Peu importait comment et dans quel état.
Au bout d'un temps qui lui parut infini, l'ancien mafieux déguisé en lapin se contracta, vomissant de l'eau du fleuve.
- Chuuya ? murmura t-il, les yeux vitreux.
Le rouquin recommença à respirer de nouveau.
Oui. Tout allait bien, tout irait bien.
Il voulait l'imaginer ainsi.
Ce léger calme qui l'envahit après que la peur soit passée fut cependant de courte durée.
- Dazai Osamu... Tu es un idiot fini ! Crétin de suicidaire, as-tu seulement pensé un seul instant à moi ?! À ce que ta mort provoquerait ?!
Chuuya hurlait. Il hurlait, retenant ses larmes brûlantes qui noyaient ses yeux bleus. Larmes de soulagement, de colère, de tristesse. Toutes ces émotions qui se bousculaient en lui.
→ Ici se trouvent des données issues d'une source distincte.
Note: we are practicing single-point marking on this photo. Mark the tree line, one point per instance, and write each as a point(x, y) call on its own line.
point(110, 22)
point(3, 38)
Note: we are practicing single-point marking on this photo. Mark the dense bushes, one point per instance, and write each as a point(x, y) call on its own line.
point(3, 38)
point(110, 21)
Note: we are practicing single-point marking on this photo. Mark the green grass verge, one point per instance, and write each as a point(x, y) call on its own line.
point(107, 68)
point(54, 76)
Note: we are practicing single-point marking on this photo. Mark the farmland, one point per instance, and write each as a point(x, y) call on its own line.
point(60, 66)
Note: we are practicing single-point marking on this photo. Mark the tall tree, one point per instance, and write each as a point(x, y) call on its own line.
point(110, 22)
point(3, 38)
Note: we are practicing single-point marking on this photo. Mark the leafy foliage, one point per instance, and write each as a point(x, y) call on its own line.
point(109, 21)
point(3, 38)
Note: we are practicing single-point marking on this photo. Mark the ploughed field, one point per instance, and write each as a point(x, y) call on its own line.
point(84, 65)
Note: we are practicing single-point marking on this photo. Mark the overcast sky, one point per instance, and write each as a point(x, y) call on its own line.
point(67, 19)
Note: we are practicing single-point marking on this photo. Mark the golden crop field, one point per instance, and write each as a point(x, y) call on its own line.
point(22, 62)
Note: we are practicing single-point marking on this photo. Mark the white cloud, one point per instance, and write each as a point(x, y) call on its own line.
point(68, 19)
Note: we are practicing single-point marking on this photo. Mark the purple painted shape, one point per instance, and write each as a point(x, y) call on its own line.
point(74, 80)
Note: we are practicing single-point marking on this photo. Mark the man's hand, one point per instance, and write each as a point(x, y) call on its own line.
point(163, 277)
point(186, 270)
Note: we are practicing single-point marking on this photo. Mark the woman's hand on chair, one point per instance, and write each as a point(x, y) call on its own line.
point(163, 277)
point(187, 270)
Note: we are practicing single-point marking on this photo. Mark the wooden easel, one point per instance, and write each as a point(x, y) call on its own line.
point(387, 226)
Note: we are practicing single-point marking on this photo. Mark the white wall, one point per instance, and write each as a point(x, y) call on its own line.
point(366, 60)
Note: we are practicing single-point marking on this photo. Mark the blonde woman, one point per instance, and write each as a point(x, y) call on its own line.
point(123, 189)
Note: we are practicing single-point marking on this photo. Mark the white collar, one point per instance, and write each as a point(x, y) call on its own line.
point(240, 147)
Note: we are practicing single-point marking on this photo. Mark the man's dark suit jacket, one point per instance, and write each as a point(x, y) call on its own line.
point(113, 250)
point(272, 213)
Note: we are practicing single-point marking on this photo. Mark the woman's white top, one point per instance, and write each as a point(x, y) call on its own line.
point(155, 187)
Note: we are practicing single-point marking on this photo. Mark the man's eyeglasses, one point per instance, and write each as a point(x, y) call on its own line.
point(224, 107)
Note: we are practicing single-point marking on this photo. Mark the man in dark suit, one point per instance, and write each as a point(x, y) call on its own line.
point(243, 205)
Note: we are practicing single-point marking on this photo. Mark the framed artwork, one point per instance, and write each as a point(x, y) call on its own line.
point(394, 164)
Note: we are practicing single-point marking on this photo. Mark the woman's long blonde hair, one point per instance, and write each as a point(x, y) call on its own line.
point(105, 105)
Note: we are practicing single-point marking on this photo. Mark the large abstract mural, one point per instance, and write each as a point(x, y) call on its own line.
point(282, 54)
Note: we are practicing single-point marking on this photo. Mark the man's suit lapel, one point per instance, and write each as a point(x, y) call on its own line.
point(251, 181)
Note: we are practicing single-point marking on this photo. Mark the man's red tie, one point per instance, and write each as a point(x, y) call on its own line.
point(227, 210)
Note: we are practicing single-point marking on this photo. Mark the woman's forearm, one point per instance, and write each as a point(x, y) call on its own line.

Le roux fixa le brun, encore étendu au bord du fleuve. Il songea qu'ils devaient probablement être pitoyables vu l'état misérable dans lequel ils étaient. Mais il pensa aussi que cela lui importait peu. L'avis des gens ne comptait plus, le monde n'existait plus : à présent, il n'y avait que Dazai, bien vivant, qui avait de l'importance.
Les larmes de Chuuya se mirent à rouler le long de ses joues, épousant les courbes lisses de son visage. Dazai, dans un élan d'empathie pour le jeune homme, leva un bras pour venir essuyer du bout des doigts l'eau salée qui coulaient sur la peau de son ancien partenaire, mais celui-ci le repoussa d'un geste plus brusque qu'il ne l'aurait voulu.
- Tu es un personne détestable Dazai... Tu m'as trahi, abandonné, tu me provoques à la moindre occasion, tu viens de me faire passer l'une des pires journées de me vie uniquement pour ton bon plaisir, tu m'as causé la plus grande frayeur qui soit possible...
La voix rauque d'avoir crié et tremblante à cause des sanglots se brisa. Un silence plana durant quelques secondes. Chuuya finit par plonger à nouveau son regard azur dans celui sombre et impénétrable du brun, avant de murmurer :
- Pourtant je t'aime. Plus que tout.
Une nouvelle fois, le détective posa sa main sur la joue de Chuuya, qui le laissa faire cette fois-ci. Le petit mafieux ferma les yeux, savourant le contact de leurs peaux se touchant.
- S'il te plaît, chuchota t'il une voix tremblante, ne refais plus jamais ça. Je ne veux pas te perdre.
Le jeune homme en costume de lapin ne répondit rien, se contentant d'observer quelques instants le roux à genoux près de lui, avant de saisir son bras pour l'attirer contre lui.
Ce ne serait pas facile, mais peut-être qu'avec la présence de Chuuya à ses côtés, il saurait faire face à la vie et à toutes ces pensées négatives qu'elle lui inspirait. Peut-être qu'il pourrait finir par l'aimer, cette foutue vie.
Un sourire naquit sur ses lèvres, et tandis qu'il resserrait sa prise autour de son roux préféré, Dazai songea que ce dimanche de Pâques n'était pas si catastrophique.